The International Monetary Fund’s executive board is going to interview Managing Director Kristalina Georgieva. This is regarding that; its reviews claims that she pressured World Bank staff to alter data to favor China in her previous role. Board members were initially expected to meet with Georgieva. But spent their time working on other regular business matters.

The board members spent hours for questioning lawyers from the WilmerHale firm. This is about their World Bank investigation report which alleged that Georgieva, as the bank‘s CEO applied undue pressure on staff, to alter data in the flagship “Doing Business” report to benefit China. Then, an IMF spokesperson said that the IMF board remains committed to a thorough, objective, and timely review of the matter. Georgieva has strongly denied the accusations.

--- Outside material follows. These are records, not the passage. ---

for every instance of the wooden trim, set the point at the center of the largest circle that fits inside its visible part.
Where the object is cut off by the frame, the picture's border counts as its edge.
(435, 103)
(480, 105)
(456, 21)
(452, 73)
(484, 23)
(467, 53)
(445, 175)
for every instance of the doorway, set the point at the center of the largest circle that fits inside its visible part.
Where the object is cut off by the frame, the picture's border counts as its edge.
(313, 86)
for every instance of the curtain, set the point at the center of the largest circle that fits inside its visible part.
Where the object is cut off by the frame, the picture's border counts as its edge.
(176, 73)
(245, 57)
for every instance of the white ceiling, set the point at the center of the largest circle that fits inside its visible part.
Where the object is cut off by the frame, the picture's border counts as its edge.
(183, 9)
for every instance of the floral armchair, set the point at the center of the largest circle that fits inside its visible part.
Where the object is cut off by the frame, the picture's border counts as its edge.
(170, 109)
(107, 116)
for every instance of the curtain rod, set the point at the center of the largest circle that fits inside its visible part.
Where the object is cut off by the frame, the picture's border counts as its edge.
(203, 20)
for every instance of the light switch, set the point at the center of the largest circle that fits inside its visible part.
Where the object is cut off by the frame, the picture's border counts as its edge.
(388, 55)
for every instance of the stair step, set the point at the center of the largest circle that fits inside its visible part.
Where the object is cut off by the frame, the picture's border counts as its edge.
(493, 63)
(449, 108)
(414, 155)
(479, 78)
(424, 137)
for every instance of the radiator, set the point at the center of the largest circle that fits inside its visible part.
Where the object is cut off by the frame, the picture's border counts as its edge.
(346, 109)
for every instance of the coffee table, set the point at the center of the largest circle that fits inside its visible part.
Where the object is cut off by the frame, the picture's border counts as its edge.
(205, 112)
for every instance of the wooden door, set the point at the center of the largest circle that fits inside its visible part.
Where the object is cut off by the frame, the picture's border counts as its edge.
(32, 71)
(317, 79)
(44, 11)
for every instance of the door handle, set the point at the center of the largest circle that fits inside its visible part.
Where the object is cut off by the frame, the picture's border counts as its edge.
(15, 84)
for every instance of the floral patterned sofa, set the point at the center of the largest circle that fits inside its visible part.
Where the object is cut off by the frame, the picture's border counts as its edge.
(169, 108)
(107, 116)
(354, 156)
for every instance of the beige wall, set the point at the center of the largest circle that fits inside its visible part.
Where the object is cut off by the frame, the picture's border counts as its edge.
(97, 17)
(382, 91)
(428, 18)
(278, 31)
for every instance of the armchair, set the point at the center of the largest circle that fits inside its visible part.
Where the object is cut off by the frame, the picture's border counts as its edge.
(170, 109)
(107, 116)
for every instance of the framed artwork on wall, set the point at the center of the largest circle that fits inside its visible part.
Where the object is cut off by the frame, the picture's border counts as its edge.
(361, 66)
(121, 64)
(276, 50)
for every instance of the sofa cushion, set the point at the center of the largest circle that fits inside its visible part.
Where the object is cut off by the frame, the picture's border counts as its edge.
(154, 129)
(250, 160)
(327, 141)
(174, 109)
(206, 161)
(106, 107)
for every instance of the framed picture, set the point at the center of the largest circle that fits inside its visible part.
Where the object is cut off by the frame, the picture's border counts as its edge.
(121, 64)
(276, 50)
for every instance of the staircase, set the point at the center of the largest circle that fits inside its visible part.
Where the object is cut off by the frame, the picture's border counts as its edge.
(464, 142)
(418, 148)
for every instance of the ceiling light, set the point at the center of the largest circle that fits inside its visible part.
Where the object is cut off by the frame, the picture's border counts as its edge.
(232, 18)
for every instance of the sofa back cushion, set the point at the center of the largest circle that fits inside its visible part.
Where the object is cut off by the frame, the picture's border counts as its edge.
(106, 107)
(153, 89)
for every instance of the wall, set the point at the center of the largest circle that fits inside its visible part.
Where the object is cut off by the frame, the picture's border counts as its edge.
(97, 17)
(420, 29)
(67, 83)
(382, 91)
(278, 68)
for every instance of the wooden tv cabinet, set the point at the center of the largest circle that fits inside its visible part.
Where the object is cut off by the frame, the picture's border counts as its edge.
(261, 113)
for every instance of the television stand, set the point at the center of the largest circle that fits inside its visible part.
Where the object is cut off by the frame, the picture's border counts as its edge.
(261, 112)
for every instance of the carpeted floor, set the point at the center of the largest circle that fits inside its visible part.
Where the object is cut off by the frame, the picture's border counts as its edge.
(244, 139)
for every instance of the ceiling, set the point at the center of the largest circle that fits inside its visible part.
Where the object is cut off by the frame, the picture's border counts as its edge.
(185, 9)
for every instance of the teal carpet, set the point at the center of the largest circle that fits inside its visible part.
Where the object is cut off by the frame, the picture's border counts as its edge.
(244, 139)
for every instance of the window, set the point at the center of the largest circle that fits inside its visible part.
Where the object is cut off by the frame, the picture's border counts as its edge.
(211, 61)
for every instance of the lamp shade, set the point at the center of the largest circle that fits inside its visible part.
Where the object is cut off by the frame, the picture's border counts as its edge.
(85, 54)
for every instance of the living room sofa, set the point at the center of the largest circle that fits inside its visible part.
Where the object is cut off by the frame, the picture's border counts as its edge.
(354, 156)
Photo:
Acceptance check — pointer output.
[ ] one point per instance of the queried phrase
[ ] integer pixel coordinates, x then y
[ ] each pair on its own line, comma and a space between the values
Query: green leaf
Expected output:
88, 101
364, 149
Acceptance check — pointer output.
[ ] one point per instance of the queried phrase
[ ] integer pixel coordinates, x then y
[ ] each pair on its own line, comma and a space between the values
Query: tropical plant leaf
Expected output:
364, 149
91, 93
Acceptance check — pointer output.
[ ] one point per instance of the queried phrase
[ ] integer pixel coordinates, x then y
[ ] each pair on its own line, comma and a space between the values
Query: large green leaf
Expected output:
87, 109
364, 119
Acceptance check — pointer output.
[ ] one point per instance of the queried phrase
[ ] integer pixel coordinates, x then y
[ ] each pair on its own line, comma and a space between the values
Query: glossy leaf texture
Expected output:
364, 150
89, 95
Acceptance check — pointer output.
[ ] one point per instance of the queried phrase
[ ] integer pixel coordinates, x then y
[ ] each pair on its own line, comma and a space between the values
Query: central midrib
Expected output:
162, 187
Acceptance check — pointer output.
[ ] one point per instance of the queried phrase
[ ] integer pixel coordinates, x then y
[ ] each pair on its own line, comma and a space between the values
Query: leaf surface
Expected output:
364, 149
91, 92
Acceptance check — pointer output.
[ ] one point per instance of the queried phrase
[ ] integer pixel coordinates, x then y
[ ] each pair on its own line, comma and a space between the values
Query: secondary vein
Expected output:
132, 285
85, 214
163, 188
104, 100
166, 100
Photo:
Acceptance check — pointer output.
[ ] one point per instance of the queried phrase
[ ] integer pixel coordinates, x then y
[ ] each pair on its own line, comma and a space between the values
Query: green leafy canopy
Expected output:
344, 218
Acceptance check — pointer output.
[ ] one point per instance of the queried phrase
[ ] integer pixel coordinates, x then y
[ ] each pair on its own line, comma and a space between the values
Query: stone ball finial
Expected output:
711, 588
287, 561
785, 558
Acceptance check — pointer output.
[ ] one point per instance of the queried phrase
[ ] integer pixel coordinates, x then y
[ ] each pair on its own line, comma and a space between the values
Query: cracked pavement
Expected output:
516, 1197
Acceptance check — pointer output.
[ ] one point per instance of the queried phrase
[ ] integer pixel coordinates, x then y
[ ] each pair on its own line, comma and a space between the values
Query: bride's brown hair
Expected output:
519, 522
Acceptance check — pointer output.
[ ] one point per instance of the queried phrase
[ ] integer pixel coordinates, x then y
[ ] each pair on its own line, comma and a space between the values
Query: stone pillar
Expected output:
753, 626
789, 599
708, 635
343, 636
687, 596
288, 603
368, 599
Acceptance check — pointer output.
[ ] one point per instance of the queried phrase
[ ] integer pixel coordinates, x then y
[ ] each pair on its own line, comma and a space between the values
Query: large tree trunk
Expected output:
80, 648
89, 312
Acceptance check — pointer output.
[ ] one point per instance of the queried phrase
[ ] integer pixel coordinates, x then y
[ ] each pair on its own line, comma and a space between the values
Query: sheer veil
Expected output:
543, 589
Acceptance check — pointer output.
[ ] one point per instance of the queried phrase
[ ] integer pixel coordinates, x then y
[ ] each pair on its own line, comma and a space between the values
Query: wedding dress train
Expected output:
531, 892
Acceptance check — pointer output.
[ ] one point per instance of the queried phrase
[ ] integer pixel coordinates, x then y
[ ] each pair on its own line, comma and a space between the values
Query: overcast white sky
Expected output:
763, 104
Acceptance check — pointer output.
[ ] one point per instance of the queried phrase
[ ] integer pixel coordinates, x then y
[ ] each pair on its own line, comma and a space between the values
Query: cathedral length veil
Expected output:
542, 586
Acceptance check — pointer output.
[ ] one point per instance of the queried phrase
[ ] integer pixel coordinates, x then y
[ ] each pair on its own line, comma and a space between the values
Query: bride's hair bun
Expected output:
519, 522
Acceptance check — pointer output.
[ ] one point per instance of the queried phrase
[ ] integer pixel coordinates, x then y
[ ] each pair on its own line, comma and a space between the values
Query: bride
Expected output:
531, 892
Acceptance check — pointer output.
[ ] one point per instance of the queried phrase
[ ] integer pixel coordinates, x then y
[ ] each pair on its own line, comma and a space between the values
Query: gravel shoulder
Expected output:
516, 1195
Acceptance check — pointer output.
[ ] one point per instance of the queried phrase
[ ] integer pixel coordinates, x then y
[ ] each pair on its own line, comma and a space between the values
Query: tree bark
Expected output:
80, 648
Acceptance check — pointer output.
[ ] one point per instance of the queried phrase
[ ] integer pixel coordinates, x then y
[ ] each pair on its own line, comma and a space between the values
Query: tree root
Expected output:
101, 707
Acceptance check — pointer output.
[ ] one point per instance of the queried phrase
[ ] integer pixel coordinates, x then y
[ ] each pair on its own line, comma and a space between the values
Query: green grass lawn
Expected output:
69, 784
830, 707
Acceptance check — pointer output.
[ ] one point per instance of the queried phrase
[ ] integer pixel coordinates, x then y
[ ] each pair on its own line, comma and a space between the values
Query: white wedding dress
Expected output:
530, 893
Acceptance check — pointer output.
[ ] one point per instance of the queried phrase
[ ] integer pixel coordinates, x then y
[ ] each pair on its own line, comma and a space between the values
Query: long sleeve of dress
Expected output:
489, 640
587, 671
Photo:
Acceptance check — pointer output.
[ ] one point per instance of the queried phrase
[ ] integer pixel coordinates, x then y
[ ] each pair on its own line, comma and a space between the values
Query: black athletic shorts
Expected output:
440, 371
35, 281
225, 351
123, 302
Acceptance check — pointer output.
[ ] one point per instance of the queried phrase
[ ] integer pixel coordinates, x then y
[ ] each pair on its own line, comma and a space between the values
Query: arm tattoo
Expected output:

The upcoming interviews could prove pivotal in either increasing support for Georgieva. This is with many IMF shareholders are keen to wrap up the board’s deliberations on the matter. The fund’s most influential member governments, including the top shareholder the United States, have withheld public judgment. The World Bank tasked WilmerHale with investigating the “Doing Business” data irregularities identified in 2020. The law firm’s report contends Georgieva. The former World Bank President Jim Yong Kim’s office pressured staff to manipulate data so that the China’s global ranking in the “Doing Business 2018” study of investment climates rose to 78th from 85th.